NEW YORK -- September 24, 2013

Robbins Geller Rudman & Dowd LLP (“Robbins Geller”)
(http://www.rgrdlaw.com/cases/valueclickinc/) today announced that a class
action has been commenced in the United States District Court for the Central
District of California on behalf of purchasers of ValueClick, Inc.
(“ValueClick”) (NASDAQ:VCLK) common stock during the period between February
14, 2013 and August 1, 2013 (the “Class Period”).

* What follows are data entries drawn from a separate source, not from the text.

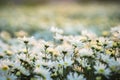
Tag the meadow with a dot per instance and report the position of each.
(60, 42)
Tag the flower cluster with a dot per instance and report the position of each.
(67, 57)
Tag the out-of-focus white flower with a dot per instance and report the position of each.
(17, 65)
(101, 69)
(56, 30)
(83, 62)
(65, 48)
(26, 40)
(58, 36)
(75, 76)
(75, 41)
(66, 62)
(114, 65)
(85, 52)
(88, 34)
(43, 72)
(116, 32)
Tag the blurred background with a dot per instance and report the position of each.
(35, 17)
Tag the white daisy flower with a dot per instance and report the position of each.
(75, 76)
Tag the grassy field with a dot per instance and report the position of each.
(71, 17)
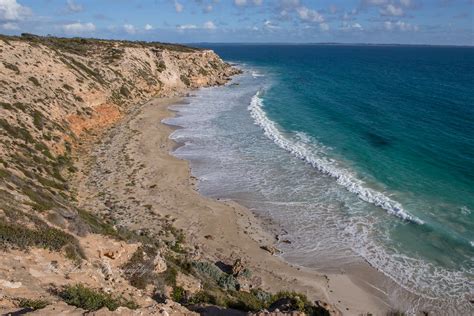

If you wish to serve as lead plaintiff, you must move the Court no later than
60 days from today. If you wish to discuss this action or have any questions
concerning this notice or your rights or interests, please contact plaintiff’s
counsel, Samuel H. Rudman or David A. Rosenfeld of Robbins Geller at
800/449-4900 or 619/231-1058, or via e-mail at djr@rgrdlaw.com. If you are a
member of this class, you can view a copy of the complaint as filed or join
this class action online at http://www.rgrdlaw.com/cases/valueclickinc/. Any
member of the putative class may move the Court to serve as lead plaintiff
through counsel of their choice, or may choose to do nothing and remain an
absent class member.

The complaint charges ValueClick and certain of its officers and directors
with violations of the Securities Exchange Act of 1934. ValueClick is an
online advertising company, which provides online advertising campaigns and
programs for advertisers and advertising agency customers in the United States
and internationally. ValueClick has three operating segments: Media, Affiliate
Marketing and Owned & Operated Websites.

The complaint alleges that during the Class Period, defendants issued
materially false and misleading statements about ValueClick’s business and
prospects. Specifically, defendants failed to disclose and/or misrepresented
adverse facts, including that ValueClick was not effectively integrating
certain of its acquisitions, that ValueClick had failed to adequately record
impairment of a note receivable, and that persistent operational weakness in
ValueClick’s European operations and sales were weighing down revenue growth.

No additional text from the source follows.